Летняя рапсодия [Сборник] | страница 13



— Чем крепче, тем лучше.

Она насыпала в фильтр восемь ложек и включила кофеварку.

— Когда ее привезли из больницы, она была очень слаба и последующие десять месяцев не вставала с постели.

— Она очень страдала?

— Да, — коротко ответила Уитни.

— Почему, черт побери, ты не могла со мной связаться?

— Она этого не хотела.

Он зло выругался.

— Тебя не было тринадцать лет. — Уитни и не старалась скрыть обвинительные нотки в голосе. — Почему ты ни разу не приехал?

— Она же велела мне убираться.

— Ради Бога, Люк!
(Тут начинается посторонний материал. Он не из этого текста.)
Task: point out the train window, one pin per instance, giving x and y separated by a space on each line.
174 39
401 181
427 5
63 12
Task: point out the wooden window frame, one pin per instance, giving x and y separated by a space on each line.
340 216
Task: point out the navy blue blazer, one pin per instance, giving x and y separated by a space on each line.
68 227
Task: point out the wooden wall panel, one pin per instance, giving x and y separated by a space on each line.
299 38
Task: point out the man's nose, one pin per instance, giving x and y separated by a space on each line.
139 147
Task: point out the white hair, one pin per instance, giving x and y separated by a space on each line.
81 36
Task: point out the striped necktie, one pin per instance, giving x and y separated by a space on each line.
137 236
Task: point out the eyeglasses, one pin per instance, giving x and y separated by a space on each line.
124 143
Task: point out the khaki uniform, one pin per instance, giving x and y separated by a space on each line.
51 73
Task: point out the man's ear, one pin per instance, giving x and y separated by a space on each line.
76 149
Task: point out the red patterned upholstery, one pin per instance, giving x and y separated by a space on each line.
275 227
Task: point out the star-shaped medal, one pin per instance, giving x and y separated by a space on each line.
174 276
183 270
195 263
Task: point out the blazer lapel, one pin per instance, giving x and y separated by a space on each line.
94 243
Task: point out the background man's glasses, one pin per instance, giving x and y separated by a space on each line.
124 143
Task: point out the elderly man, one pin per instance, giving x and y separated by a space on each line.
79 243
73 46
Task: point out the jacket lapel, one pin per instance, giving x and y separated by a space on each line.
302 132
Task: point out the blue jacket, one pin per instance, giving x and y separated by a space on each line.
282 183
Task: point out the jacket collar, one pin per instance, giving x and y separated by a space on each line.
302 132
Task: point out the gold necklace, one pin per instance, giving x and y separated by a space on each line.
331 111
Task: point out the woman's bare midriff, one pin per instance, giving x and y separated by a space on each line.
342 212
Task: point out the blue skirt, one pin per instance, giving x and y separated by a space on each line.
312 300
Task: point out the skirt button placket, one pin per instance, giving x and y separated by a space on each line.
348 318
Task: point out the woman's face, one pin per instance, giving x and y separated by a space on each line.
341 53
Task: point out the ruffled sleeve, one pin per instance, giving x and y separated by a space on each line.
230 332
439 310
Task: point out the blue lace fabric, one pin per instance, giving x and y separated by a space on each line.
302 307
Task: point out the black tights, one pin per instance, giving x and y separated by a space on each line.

Тебя послушать, так ты словно не тридцатилетний взрослый мужчина, а испорченный ребенок! Тебе всего‑то и нужно было что извиниться.

— Мне не за что было извиняться. — Он отошел от холодильника к раковине. Ухватившись руками за край, он уставился в окно, и Уитни заметила, как побелели костяшки его пальцев. — То, что она сделала, взяв тебя в дом, было непростительно.

— Твоя бабушка была доброй и сердечной женщиной. — Она изо всех сил старалась овладеть нахлынувшими чувствами. — Я знаю, что тебе было трудно примириться с ее решением, тебе же стукнуло тогда всего семнадцать, и после того потрясения…

— Я не думал тогда о себе! — Он резко развернулся лицом к ней, и вся застарелая, приумноженная за тринадцать лет обида полыхнула в его глазах. — Я думал о своей матери. О том, что они — мой отец и твоя мать — сделали с ней.

— Не надо! — Дрожа, Уитни подняла руки, словно пытаясь остановить его. — Пожалуйста, Люк, не начинай все заново. Я понимаю, почему ты так оскорблен, но, Люк, ты же сойдешь с ума, если не постараешься забыть…

— Думаешь, я не пытался? Думаешь, я не хотел простить? Забыть и простить? Как по‑твоему, что я чувствовал, уходя от бабушки, единственного в мире человека, который что‑то для меня значил? И наконец, — он бешено взмахнул рукой, — наконец‑то вернуться в этот дом и обнаружить, что опоздал. Господи, это разрывает мне сердце!

Напряженное молчание последовало за выплеском Люка; казалось, оно никогда не кончится, но вдруг откуда‑то донесся тихий плач ребенка.

Уитни растерянно оглянулась.

Люк тяжело вздохнул.

— Это монитор малыша, там, над хлебницей, — устало проговорил он.

Уитни посмотрела туда и увидела бело‑голубой приборчик с мигающим красным огоньком.

— Я такого еще ни разу не видела, — как‑то неловко сказала она. — Значит, ты оставляешь микрофон в комнате ребенка, а приемное устройство повсюду таскаешь с собой?

— Ну да. Ладно, пойду принесу его.

— А как его зовут?

— Трой, — кинул он через плечо и вышел.